Enter my mother’s Betty Crocker Cookbook. Amid the recipes for Cherries Jubilee and Grasshopper Brownies was sandwiched a recipe for pot de crème. (Spoiler alert: this is not that recipe.) Flipping through this cookbook was enlightening; Betty takes a lot of shortcuts compared with the all-organic, gluten-free, free-range, Atkins-friendly bloggers of today (all of whom I love dearly and worship faithfully, btw). Betty is all about the pudding packet and the canned pie filling. As I giggled at the subversiveness of using shortening in a pie crust and canned pears for a special company-quality dessert, I remembered a recent post from The Kitchn about using a packet of Jell-O to flavor frosting. The cake they use to demonstrate this technique is every eight-year-old girl’s fantasy. The final product is covered in sprinkles, candles, candies, and glitter.

My pot de crème is not that. But the recipe comes from the fine bloggers at The Kitchn, who lately have won my heart and are my new favorites. Their recipe is simple, easy to follow, and has five ingredients. A quick Google search also informed me that I didn’t need fancy ramekins to make pot de crème; I wound up using four white ramekins and two small IKEA juice glasses. My eggs are free range, but my chocolate sure ain’t Scharffen Berger. And my heavy cream is definitely the store brand. This fancy, intimidating, French-so-it-must-be-impossible recipe came together in about ten minutes with so little effort, it may as well have been the pudding packet.

*Note: I have no photos for this post, because I ate all six little pots of goodness before I could photograph them in daylight. You’ll just have to imagine how beautiful they were.

Chocolate Whiskey Pots de Crème
Adapted from The Kitchn
Makes 6 servings

You will need:
2 c. heavy cream
5 oz. dark or bittersweet chocolate
1/4 c. honey
4 egg yolks
3 tbsp. whiskey (don’t use a smoky variety)

Preheat the oven to 300, and bring 4 cups of water to a simmer in a small pot. Set out six ramekins in a 13×9 cake pan.

Bring the heavy cream to a simmer over medium heat.

Meanwhile,  chop the chocolate into tiny pieces. (Note: 5 ounces of chocolate is a weird amount, as bars are 4 ounces. I used one bar and added about a tablespoon of chocolate chips I had on hand. It was fine.)

Combine the eggs, honey, and whiskey in another bowl and whisk about two minutes, or until it starts to thicken.

When the cream starts to simmer, remove it from the heat and stir in the chocolate. Whisk until chocolate is completely melted.

Add the chocolate mixture to the egg mixture slowly, whisking constantly to bring the eggs up to the temperature of the chocolate without cooking them. Once the mixture is fully combined, divide among six ramekins (or juice glasses, or small jelly jars, or pretty coffee mugs). Pour the water into the baking pan until it comes halfway up the sides of the ramekins. Bake 30-40 minutes, and remove from oven while center still jiggles a little.

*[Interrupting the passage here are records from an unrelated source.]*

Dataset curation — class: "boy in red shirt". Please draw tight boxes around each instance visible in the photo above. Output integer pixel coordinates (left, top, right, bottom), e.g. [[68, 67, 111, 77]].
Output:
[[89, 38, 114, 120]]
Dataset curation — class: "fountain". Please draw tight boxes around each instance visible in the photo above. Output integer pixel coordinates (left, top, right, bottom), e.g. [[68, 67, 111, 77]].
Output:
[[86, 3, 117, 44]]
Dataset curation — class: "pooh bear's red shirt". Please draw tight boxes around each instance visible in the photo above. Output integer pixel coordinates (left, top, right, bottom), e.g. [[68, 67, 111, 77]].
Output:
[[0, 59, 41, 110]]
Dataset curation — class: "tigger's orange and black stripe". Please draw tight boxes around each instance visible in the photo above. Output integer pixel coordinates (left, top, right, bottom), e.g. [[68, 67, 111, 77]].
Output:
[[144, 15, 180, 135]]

Cool at room temperature at least one hour before serving. Store in fridge up to four days.

*Note: when I let them cool for an hour, the texture was very loose, like pudding. (Not that anyone minded.) I chilled the others overnight, and the texture set properly for a much firmer dessert. Do what makes you happy. They taste delicious right out of the fridge, though!

Handsome and I are fans of lazy weekend mornings.  Frequently Saturday mornings aren’t as lazy as we want them to be.; we have errands to run, martial arts classes to attend, other details of our lives that need attention.  Sundays, though, are for laziness.

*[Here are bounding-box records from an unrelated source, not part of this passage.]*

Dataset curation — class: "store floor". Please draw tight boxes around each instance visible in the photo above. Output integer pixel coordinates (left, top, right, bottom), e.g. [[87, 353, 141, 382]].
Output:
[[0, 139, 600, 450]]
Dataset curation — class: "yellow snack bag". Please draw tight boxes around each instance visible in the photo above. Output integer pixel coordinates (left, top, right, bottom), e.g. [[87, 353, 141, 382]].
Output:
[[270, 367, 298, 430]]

The particular Sunday on which this breakfast was made was particular lazy.  We slept until eleven, starting talking about breakfast at noon, and eventually ate breakfast close to three.  (Part of this delay was due to the huge line at the grocery store when Handsome ran out for milk on Super Bowl Sunday.)  We discussed the usual bacon, eggs, and toast breakfast, when suddenly I had a craving for French toast.

French toast is one of the first “from scratch” meals I learned to make myself.  My stepdad used to make French toast with regular Wonderbread and he taught me how to beat the eggs, mix in the milk, dunk the bread long enough so that it soaks up the egg mixture, prep the skillet with butter, not get the heat too high, and the proper way of cutting it into triangles.  Some of my best grade-school memories are helping my stepdad in the kitchen when he made French toast.  I felt capable, helpful, and close to him.

Breakfast was always my stepdad’s meal.  I was an impossibly picky eater, but he could fry eggs, whip up pancakes, or enlist my help in making French toast and I was happy to eat whatever he put in front of me.  Part of the reason for that may have been that I got to help; thinking back over my experiences with food in my childhood, the meals I liked best were the ones I got the help make.  I always got to help make French toast.  I think that breakfast was the most successful meal for my sister, too.

When I got older and had a job that required me to be at work early on Saturday mornings, French toast with my stepdad stopped being our tradition.  I am sure he still made it, and I’m not sure he ever thought of it as a tradition he had with me, but there weren’t very many opportunities once I was a teenager for us to make breakfast together.  But I still think of him every time I get the urge to make French toast.

This is essential his French toast recipe, and probably resembles a host of other recipes available.  I’ve never looked one up, and I don’t know the exact measurements of any of the ingredients.  This recipe is about procedure and trusting the procedure to yield the desired result.

You will need:
Several pieces of soft bread (I used a grainy variety, which yielded a nice nutty undertone)
1-2 tbsp butter
2 eggs (one egg per person)
Several splashes of milk
About a quarter cup of granulated sugar
1 tsp vanilla
A couple shakes of cinnamon

Heat a skillet over medium/ medium-high heat.

Whisk together eggs, milk, sugar, vanilla, and cinnamon.

Dunk pieces of bread into the mixture, and turn the bread until completely coated in the egg mixture.  Leave the bread a few seconds so the  egg mixture really gets into the bread.

Melt the butter in the skillet.  When the butter is melted and the skillet is hot, place the egg-soaked bread into the skillet.  Repeat for other pieces of bread until the pan is full.

Cook several minutes on each side.  I tend to err on the side of a cooler skillet, closer to medium, so it takes about five minutes per side.  When the bottom side is spotty brown, flip the bread.  When all pieces are done, cut them into triangles using the sharp edge of the spatula.

Serve with powdered sugar or maple syrup, or…

Adapt this recipe from 17 and Baking for a berry syrup!

For the berry syrup, my way, you will need:
About 1 cup frozen raspberries or other frozen berries
1/4 to 1/2 cup maple syrup

Rinse the frozen bits off the berries.  Warm the berries over medium heat in a saucepan or skillet.  Use a spatula or spoon to smush (yes, that is the technical term) the berries as they warm and the heat breaks them down.

When the berries are hot, and just before your French toast is finished, pour the maple syrup into the berry mixture and mix well.

Top French toast with berry syrup and enjoy!

(I found that the berries I used overwhelmed the maple flavor, so I think it might be interesting to either use equal parts syrup and cooked berries, or to warm some maple syrup and stir in a few tablespoons of your favorite jam.  Something to experiment with.)